1) In order for the insured (borrower) to hire a public adjuster, they must sign a contract with the public adjuster and must specify the fees charged. Servicers must obtain a copy of this agreement, as well as a document, signed by the insured (his or her borrower), authorizing the public adjuster to communicate with the servicer. You must specify the nature of your relationship and what information the public adjuster can obtain (if any) about the loan.

2) In dealing with damage to their property, many borrowers will experience a temporary inability to pay their mortgage. This is an excellent opportunity to refer the insured to the servicer’s loss mitigation unit to assist the borrower during this period.

3) How is the public adjuster paid if the trustee does not release the proceeds?

has. It is the insured’s obligation to pay the public adjuster. They may pay for them with other income, such as the personal property claim.
b. The services must obtain the authorization of the insured before making any payment to the public adjuster.
v. Courts have held that a PA has an equitable lien on insurance proceeds for its fee. If a borrower retains a PA and ultimately loses their property through foreclosure, the mortgagee is still obligated to pay the public adjuster’s fees.

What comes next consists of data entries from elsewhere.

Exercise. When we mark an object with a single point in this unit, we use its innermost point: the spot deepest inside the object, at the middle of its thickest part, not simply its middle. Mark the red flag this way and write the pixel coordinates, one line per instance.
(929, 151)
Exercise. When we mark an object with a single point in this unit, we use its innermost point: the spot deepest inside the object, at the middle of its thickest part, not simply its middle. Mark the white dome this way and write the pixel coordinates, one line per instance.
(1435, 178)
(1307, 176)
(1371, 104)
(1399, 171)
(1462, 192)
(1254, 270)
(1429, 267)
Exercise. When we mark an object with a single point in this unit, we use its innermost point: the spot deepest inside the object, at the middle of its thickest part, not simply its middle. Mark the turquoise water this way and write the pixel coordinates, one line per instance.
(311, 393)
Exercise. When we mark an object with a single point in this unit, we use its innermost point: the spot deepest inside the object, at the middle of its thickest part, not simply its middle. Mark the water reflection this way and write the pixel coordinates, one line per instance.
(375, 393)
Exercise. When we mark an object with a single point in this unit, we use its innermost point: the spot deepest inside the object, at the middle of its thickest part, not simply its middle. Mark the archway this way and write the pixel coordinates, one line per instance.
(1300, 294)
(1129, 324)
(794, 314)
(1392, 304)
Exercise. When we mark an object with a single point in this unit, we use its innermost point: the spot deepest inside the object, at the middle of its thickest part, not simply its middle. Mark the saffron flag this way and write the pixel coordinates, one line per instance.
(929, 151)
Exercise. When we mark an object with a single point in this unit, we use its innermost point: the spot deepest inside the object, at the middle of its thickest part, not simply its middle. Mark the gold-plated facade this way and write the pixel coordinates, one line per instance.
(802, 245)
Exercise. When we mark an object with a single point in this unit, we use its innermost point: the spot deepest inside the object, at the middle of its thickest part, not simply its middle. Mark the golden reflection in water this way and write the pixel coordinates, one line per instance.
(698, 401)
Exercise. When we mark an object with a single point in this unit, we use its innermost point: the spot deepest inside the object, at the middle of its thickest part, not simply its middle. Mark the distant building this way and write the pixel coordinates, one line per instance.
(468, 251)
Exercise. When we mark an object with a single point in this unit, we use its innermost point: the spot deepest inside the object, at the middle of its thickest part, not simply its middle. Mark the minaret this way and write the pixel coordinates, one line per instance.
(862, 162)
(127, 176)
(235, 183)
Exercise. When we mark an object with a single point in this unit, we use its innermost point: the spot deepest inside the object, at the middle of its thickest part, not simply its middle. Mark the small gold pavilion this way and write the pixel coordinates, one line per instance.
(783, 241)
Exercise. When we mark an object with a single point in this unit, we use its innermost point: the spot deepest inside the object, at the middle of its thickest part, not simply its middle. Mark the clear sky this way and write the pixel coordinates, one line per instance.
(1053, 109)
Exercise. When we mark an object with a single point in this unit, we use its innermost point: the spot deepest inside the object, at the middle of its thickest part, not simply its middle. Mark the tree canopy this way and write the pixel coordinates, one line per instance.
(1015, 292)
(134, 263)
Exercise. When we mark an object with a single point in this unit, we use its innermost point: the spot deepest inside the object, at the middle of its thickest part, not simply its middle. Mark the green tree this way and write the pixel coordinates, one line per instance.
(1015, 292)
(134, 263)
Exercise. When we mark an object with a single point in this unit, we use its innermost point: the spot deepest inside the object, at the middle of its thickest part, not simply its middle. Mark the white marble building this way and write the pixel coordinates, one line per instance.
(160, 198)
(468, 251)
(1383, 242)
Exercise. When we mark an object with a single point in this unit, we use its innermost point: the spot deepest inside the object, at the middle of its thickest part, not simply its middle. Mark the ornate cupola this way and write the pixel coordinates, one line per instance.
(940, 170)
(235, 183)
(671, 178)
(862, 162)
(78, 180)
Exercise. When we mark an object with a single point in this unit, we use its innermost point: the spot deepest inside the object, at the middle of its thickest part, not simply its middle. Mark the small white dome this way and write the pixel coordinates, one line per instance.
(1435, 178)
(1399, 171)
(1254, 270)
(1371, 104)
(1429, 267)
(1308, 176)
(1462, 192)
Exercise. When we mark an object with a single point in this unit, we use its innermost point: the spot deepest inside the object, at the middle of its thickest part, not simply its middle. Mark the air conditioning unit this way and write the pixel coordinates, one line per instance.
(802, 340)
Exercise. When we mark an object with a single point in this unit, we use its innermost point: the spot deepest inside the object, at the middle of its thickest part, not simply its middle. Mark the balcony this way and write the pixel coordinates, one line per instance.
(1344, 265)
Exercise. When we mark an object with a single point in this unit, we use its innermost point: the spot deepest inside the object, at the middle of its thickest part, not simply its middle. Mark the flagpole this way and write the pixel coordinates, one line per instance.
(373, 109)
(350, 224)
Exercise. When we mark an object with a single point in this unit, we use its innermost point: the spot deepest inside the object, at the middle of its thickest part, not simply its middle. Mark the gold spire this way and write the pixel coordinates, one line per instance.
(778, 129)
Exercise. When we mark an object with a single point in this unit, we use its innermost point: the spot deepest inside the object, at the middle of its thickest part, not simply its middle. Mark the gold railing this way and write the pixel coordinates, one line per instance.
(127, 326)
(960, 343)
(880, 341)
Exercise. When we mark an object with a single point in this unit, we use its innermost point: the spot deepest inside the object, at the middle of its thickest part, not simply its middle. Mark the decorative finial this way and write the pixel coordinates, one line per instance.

4) What if the income is not enough to repair the property?
has. Is the AP chasing additional revenue?
b. What is the reason for the difference?
vs. Is the PA contemplating referring the claim to an appraiser (for an independent appraisal of the claim)?
d. Has the lawyer been hired?

5) Watch for PAs who are heavily involved in the repair process. In some states, if a public adjuster has handled a claim on a property, they are also prohibited from repairing the same property, or having a financial interest in the repair, due to a conflict of interest. The servicer must ensure that the property is inspected at each stage of the repair and ensure that the borrower documents the borrower’s satisfaction with the repairs to avoid future problems.

6) What if the public adjuster refuses to endorse the settlement check and send it to the mortgagee?
has. The mortgagee must be in direct communication with the insurer and the public adjuster. If necessary, the mortgagor can ask the insurer to put up the funds and ask the court to help them settle.

7) Is the mortgagee advised to cooperate with the public adjuster? Yes.
has. As the borrower’s representative, the adjuster is the one most knowledgeable about the claim and in the best position to keep the mortgagee informed.
b. If the mortgagee finds the public adjuster uncooperative or hostile, the mortgagee may contact the borrower to resolve any issues at hand.

8) Who regulates public adjusters?
has. Public insurance adjusters are currently regulated in 46 states by each state’s Department of Insurance, or its equivalent. There are only a handful of states that do not require a license.
b. Some states have fee caps that regulate the amount a PA can charge for its services. You may want to make sure your borrower is aware of this.
vs. As of the date of this article, three states, Alabama, Arkansas, and Alaska, do not allow PAs to charge any fees and do not recognize them.

9) What are some of the things an administrator can do to check the PA’s background?
has. The status of the license can be checked on the Department of Insurance website for most states, in the state where the loss occurred. This verification is facilitated by asking the public adjuster for their license number.
b. Administrators can determine if the PA belongs to any professional trade associations. The oldest and most reputable trade association is the National Association of Public Insurance Adjusters. NAPIA has a strict Code of Ethics that members must adhere to. In addition, NAPIA has minimum educational requirements that must be met.

Public adjusters provide valuable services by helping the insured properly evaluate, adjust, and settle their claim. As the only authorized advocates for the insured, they should be considered a valuable resource in times of need. Maximizing the insurance settlement benefits both the mortgage and the borrower. Like all professions, not all PAs are the same. If you come across a public adjuster that seems like a problem, consider contacting your state’s insurance regulatory authority for help.